Strengths: Experiments on zero-shot coordination involve a clever trick; keeping track of the "fingerprint" (indices of eigenvectors chosen at each branch point in the past) identifies compatible policies for the agents. This removes an inconvenient symmetry from the problem, and is a real strength. There is good experimental evidence that solutions for reinforcement learning are diverse.
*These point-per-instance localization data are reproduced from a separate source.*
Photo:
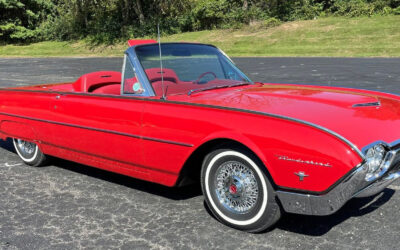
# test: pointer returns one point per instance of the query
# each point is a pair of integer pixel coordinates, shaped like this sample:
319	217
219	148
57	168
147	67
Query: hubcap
236	187
25	147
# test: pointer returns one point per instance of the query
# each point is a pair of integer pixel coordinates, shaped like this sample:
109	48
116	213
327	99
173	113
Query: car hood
359	117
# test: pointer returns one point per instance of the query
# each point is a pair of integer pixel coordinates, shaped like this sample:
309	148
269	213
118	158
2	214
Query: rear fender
18	130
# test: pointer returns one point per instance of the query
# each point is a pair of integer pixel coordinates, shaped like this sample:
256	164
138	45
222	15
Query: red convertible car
183	112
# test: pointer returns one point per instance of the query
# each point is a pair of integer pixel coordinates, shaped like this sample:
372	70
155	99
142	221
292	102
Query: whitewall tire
237	190
29	152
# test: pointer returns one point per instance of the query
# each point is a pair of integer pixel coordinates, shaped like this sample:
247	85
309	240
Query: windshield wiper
217	87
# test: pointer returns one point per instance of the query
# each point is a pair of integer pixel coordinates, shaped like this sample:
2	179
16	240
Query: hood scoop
367	104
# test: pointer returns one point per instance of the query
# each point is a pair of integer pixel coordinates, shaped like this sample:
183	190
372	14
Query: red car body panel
151	139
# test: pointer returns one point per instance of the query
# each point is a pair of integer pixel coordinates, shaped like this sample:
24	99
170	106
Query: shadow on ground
301	224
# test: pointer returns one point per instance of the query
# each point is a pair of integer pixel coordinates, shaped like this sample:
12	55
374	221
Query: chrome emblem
301	175
287	158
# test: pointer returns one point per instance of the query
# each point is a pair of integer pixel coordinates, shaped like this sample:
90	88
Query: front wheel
237	190
29	152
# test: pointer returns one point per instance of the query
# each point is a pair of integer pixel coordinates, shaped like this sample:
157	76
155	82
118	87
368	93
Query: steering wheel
203	75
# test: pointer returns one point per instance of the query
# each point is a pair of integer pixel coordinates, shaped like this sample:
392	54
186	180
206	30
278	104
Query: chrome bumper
355	185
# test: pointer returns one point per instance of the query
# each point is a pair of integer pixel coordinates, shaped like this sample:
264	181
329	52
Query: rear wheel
29	152
237	190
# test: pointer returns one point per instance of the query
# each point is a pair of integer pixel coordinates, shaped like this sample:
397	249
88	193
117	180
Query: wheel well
191	170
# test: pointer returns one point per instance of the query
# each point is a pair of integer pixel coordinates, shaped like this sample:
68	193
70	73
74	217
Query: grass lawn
377	36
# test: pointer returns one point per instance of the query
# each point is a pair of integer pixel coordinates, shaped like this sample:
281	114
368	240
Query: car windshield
188	68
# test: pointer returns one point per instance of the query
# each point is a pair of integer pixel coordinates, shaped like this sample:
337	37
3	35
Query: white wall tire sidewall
263	185
28	160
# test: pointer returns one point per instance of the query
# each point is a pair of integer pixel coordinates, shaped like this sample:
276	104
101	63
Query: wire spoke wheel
236	187
237	190
29	152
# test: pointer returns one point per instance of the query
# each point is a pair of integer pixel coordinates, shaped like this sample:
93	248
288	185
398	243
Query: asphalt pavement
68	206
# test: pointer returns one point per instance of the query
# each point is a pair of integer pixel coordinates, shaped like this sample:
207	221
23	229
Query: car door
103	128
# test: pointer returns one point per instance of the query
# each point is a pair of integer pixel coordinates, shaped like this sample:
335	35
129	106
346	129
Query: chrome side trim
323	204
368	104
355	185
102	130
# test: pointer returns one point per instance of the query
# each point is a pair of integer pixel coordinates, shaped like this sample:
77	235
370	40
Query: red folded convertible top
138	42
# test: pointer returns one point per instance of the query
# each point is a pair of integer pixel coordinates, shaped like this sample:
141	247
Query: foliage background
109	21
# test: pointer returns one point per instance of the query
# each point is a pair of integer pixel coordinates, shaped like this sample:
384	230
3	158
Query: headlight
374	158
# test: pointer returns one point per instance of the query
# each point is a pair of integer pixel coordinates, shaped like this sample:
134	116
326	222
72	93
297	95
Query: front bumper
355	185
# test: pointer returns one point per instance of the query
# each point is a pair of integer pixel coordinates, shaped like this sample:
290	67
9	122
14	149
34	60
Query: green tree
20	19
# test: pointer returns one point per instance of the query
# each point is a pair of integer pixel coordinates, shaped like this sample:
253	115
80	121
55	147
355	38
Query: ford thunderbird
182	113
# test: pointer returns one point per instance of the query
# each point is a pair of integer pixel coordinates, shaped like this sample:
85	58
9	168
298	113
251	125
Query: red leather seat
112	89
90	82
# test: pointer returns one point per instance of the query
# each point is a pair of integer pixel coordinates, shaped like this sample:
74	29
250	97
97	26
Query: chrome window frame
131	59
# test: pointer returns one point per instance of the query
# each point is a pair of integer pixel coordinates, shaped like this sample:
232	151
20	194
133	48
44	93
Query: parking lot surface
67	205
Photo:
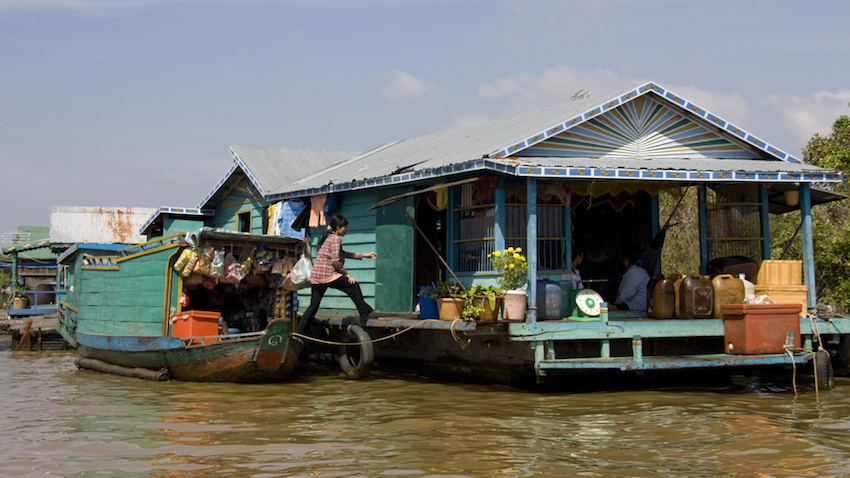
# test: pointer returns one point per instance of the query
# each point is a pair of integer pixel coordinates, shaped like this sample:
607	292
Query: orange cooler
195	323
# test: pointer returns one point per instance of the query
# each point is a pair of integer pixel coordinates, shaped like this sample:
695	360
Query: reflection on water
60	421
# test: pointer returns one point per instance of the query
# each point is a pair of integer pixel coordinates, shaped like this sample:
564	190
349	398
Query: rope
330	342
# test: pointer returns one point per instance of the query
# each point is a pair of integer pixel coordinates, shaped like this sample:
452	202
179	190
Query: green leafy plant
512	265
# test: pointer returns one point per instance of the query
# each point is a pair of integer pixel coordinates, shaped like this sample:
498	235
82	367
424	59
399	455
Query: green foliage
830	222
513	267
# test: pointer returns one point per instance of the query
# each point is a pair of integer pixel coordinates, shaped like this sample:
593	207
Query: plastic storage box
196	323
760	328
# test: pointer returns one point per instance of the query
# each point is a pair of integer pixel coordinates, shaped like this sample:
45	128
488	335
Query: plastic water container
727	290
548	300
749	289
696	298
428	303
661	297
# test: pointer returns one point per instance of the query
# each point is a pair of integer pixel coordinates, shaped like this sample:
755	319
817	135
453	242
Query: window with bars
475	230
733	221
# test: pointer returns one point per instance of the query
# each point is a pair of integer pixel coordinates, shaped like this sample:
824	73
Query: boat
146	311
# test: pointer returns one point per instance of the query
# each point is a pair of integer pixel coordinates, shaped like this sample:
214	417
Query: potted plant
451	299
486	302
513	269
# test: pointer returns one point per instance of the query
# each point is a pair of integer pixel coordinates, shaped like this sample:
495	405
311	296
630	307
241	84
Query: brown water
60	421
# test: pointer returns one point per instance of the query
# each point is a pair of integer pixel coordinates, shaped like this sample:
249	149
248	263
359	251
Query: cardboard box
786	294
760	328
196	323
780	273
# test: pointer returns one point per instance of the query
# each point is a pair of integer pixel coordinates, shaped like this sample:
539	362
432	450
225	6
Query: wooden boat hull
269	357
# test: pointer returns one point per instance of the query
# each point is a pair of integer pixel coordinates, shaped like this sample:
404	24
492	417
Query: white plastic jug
749	289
Weaknesses: The main difficulty is that it isn't clear that the tremendous expense in finding the relevant eigenvectors is justified in general. The procedure described doesn't necessarily produce diverse solutions. I was unable to produce a theorem either way, but simple numerical experiments on random cubic polynomial cost functions in 2D suggest that sometimes ridge riding solutions diverge, and sometimes they converge. There isn't any math in the paper about this. Given this, one should ask: how would a less involved procedure for producing different descent directions behave? (for example, choose a direction at random, and flip its sign if it isn't a descent direction). One could reasonably expect that the diversity of solutions produced results from having multiple searches using distinct descent directions, rather than from the identity of the directions. Authors could fairly argue that this approach would not have the fingerprint tracking trick, but that doesn't really deal with the concern that there might be an easier way of getting distinct descent directions that does. For example, given the assumption that the eigenvectors of the Hessian don't rotate "too fast" as one moves (eg ll180 et seq), you could recover these eigenvectors very seldom, and maintain some identity based on projections of descent directions on these eigenvectors (which don't change too fast, 190-191).

Correctness: I believe paper to be correct

Clarity: Paper is clear

Relation to Prior Work: Yes

Reproducibility: Yes

Additional Feedback: ---- added post discussion process ----- I stand by review above, after discussion with other referees.